My teaching aims to empower students to shape their own learning, equip them with the tools and skills to do so, and see new possibilities to engage with, and ultimately change, the food system.

Courses

  • SOCI 388: The Sociology of Food and Eating

    Instructor (Fall 2024, Spring 2025)

    Department of Sociology
    University of Victoria

    This course will explore some of the ways to think sociologically about food, eating and agriculture, including socio-political, economic and ecological dynamics and how they intersect. Students will learn to understand and use concepts such as food system, foodscape, food justice, food security, and food sovereignty, and the ways that capitalism and colonialism shape food system dynamics. We will also explore debates and concepts related to food that have emerged in sociology, but that have broad applicability to other fields and to our lives as eaters, citizens and community members. Overall, this course gives students a starting point to think about the food on their plates in new ways, and the opportunity to explore ideas and concepts that excite them.

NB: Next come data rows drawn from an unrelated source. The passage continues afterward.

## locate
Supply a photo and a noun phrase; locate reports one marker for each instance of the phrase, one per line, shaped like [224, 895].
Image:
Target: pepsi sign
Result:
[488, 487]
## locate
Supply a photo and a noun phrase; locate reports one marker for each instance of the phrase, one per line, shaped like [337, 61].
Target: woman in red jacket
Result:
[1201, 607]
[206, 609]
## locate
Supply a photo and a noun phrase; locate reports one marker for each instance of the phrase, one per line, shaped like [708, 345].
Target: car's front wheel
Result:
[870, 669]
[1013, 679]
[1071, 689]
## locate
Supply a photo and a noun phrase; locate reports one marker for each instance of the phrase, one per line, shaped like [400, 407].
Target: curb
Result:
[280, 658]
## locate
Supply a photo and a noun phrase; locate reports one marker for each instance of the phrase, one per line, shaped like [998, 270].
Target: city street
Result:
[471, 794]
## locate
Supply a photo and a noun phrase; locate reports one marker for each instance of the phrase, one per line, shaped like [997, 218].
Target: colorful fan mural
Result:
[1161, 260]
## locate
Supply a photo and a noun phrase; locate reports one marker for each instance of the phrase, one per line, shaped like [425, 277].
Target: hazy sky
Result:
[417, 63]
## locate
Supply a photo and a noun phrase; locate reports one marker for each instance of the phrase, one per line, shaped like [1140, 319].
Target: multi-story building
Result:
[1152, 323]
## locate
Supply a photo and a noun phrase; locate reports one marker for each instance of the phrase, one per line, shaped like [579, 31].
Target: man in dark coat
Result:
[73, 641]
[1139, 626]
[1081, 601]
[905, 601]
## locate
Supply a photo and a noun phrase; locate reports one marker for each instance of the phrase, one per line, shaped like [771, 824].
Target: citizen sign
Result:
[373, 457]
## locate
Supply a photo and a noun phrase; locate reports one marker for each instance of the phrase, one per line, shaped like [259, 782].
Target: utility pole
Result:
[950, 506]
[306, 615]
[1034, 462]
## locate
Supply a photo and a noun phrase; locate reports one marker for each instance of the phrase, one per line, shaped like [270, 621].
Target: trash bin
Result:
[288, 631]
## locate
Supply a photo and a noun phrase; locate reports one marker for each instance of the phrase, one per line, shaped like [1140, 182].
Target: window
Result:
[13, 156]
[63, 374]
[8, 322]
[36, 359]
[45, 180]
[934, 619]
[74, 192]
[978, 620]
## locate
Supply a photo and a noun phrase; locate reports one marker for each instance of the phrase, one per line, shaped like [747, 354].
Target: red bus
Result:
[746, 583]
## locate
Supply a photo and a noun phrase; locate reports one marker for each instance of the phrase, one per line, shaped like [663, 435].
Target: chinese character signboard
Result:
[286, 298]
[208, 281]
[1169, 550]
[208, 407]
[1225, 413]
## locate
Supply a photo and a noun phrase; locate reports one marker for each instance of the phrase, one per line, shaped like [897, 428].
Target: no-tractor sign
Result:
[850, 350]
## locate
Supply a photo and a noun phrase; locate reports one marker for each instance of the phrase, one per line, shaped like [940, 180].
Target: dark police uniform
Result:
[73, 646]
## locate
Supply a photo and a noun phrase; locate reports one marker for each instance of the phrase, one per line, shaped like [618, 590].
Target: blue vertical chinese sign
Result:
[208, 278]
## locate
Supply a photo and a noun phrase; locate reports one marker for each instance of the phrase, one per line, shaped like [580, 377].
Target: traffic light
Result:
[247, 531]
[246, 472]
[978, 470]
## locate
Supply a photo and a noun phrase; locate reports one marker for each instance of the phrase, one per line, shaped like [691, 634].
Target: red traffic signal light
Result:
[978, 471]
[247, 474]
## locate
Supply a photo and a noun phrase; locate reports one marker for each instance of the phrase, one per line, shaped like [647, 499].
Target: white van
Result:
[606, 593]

  • A garden bed of kale plants in the sun

    SOCI 437: Issues in Environmental Sociology and Climate Change: Sustainable Agri-Food System Transitions

    Instructor (Spring 2023)

    Department of Sociology
    University of Victoria

    Agri-food systems provide an ideal entry point to study environment and climate change issues from a sociological perspective, as they are shaped by ecological realities and societal structures while also being intimately linked to our daily lives and experiences. What historical trajectories gave rise to the dominant industrial food system we see today? What are the different propositions for how to advance environmentally and climate-friendly agri-food systems, and how do they reflect distinct assumptions about power and societal change? How do agri-food systems link to struggles for environmental and climate justice? What can we (as individuals and collectives) do to advance sustainable agri-food system transitions in our own lives?

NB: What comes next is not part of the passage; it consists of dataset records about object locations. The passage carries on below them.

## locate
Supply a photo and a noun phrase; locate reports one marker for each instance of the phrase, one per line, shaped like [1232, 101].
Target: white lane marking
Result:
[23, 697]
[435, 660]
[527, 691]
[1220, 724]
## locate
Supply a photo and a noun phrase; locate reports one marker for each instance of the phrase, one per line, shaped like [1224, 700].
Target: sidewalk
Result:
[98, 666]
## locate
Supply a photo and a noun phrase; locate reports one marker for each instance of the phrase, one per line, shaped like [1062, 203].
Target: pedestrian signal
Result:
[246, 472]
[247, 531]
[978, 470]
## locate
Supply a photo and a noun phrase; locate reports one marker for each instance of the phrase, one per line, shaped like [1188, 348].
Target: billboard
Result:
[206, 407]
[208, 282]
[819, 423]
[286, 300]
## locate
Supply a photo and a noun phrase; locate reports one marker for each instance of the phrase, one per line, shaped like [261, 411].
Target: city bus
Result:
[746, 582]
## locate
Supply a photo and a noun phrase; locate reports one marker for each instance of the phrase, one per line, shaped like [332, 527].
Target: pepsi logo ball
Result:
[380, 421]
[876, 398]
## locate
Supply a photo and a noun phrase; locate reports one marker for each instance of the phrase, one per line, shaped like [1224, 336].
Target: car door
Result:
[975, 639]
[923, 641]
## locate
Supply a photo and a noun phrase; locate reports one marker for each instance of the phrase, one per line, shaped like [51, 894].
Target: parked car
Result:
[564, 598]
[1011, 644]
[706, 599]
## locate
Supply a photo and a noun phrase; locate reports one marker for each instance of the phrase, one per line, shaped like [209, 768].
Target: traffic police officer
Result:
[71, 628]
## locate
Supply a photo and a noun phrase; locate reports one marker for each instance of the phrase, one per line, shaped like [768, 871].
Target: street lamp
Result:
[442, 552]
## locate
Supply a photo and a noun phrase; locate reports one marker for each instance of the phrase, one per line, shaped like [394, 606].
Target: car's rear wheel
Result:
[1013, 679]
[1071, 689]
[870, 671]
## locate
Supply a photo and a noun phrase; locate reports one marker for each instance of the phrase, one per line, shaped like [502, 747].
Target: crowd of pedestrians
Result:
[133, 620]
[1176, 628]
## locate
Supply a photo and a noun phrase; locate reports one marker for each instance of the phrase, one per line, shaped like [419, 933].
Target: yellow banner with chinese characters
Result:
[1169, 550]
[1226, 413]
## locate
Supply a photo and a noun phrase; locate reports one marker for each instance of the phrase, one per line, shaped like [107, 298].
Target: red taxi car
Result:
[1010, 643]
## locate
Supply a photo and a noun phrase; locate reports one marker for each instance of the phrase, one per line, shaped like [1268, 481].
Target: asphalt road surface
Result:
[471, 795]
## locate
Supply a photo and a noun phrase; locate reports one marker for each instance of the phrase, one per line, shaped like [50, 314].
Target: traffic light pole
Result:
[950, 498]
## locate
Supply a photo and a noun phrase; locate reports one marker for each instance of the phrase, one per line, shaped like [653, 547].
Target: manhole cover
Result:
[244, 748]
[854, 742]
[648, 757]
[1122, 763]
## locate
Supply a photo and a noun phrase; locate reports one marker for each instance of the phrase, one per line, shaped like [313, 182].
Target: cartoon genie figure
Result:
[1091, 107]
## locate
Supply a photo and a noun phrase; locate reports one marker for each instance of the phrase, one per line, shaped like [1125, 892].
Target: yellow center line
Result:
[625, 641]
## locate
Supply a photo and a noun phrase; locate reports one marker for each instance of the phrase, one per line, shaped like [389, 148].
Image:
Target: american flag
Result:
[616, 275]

    This course will equip students to understand key debates, concepts and theories related to environmental and climate justice in agri-food systems. Together, we will examine how environmental injustices and unsustainability are produced by the dominant agri-food system, and key theories and proposals for pathways to agri-food system change.

  • A farm road amongst trees with a dog running in the distance

    LFS 250: Land, Food and Community I: Introduction to Food Systems and Sustainability

    Senior teaching assistant (2020-22)
    Teaching assistant (2014-16; 2019-20)
    Course coordinator (2015-16)

    Faculty of Land and Food Systems
    University of British Columbia

    Land, Food and Community I (LFS 250) is part of the Land, Food and Community (LFC) series – the academic core of all programs in the Faculty of Land and Food Systems. The objective of the LFC series is to create learning opportunities that encourage students to become citizens, professionals, and leaders who understand the opportunities and obstacles to creating regional, national and global food systems that are ecologically, socially and economically sustainable.

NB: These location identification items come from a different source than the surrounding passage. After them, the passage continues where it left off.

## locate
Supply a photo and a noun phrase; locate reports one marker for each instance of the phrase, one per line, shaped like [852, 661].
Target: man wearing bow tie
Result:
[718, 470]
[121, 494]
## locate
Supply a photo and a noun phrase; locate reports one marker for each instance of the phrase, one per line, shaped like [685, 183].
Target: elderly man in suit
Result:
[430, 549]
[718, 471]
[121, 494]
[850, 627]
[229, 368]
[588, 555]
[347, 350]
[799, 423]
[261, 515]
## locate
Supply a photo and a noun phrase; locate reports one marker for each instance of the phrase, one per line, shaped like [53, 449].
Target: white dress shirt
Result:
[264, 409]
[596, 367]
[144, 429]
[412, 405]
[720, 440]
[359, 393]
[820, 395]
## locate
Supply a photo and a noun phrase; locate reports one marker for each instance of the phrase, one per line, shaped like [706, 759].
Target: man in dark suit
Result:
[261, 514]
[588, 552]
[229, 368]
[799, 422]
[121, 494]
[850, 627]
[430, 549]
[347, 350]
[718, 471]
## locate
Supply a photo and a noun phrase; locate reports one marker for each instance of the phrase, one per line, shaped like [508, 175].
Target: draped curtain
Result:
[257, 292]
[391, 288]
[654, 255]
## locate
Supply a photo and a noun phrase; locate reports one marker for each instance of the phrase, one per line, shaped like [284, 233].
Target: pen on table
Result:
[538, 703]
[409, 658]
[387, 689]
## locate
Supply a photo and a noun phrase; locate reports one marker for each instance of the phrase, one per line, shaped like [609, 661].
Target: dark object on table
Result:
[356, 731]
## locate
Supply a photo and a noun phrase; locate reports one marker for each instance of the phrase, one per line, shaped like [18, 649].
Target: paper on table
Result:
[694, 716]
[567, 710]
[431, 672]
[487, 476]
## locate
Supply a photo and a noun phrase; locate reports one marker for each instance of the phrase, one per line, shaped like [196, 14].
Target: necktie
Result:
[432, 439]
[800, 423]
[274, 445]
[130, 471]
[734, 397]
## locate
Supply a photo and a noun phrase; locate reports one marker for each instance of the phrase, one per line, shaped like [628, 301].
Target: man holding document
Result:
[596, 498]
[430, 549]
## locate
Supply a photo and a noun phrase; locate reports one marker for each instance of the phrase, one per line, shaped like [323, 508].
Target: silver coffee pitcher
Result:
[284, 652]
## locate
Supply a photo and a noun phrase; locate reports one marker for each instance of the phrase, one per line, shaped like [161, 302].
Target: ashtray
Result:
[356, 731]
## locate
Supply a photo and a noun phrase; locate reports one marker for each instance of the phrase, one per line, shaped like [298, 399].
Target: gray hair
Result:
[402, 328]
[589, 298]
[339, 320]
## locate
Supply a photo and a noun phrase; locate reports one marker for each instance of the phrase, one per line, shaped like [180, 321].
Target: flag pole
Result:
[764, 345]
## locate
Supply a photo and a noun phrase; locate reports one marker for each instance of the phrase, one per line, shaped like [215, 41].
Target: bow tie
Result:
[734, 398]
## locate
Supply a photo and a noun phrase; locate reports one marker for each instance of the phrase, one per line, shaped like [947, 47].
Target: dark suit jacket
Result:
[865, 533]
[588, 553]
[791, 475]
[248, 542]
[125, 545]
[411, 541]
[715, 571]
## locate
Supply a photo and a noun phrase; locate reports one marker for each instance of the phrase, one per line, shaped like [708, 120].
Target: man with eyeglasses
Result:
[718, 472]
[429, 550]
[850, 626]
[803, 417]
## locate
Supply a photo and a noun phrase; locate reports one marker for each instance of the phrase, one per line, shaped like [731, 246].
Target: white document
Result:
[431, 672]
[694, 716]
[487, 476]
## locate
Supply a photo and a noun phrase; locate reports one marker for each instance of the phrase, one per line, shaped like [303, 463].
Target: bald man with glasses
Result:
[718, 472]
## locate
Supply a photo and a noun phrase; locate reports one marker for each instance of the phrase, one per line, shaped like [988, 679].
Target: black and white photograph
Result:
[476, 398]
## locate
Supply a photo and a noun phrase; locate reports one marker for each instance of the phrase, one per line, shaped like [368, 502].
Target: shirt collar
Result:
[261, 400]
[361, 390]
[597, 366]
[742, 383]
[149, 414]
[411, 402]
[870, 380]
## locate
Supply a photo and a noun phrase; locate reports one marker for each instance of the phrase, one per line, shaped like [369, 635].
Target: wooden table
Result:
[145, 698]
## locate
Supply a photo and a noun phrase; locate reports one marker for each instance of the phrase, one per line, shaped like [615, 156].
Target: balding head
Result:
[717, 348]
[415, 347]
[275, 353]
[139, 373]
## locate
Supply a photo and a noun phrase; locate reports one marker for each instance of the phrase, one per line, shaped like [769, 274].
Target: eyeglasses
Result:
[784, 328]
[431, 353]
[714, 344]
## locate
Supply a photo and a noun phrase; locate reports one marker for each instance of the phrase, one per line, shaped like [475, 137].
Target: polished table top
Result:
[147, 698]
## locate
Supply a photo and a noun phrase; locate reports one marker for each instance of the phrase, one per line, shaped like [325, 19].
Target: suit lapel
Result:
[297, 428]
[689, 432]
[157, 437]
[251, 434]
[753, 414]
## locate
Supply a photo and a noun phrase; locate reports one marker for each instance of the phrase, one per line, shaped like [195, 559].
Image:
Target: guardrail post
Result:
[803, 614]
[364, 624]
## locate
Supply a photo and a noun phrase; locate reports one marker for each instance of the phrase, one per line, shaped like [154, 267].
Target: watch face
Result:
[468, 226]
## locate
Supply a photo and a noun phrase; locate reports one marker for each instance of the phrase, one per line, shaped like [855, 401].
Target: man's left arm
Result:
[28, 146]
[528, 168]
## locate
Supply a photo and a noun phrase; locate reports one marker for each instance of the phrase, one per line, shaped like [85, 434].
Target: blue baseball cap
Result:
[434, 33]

    In LFS 250, we begin the process of becoming food systems thinkers by analyzing global and regional food systems through theory and personal experience. By participating in interdisciplinary group work, students learn about complex food system issues and how their disciplines contribute to addressing food system sustainability, food security, and food sovereignty.


  • Red apples growing high on a tree against the backdrop of a blue sky

    LFS 350: Land, Food and Community II: Principles and Practice of Community Food Security

    Teaching assistant (2017)

    Faculty of Land and Food Systems
    University of British Columbia


    Land and Food Systems students who have completed the Land, Food and Community (LFC) core series are systems thinkers, able to work collaboratively in multicultural, inter- and trans- disciplinary teams to develop solutions for complex, multi-stakeholder issues related to food, health and the environment. Incorporating academic and community perspectives, they apply their knowledge in an environmentally, socially and economically sustainable manner to community food security challenges.

    In LFS 350, students have the opportunity to contribute to addressing issues of food system sustainability and community food security through collaboration with local and regional organizations.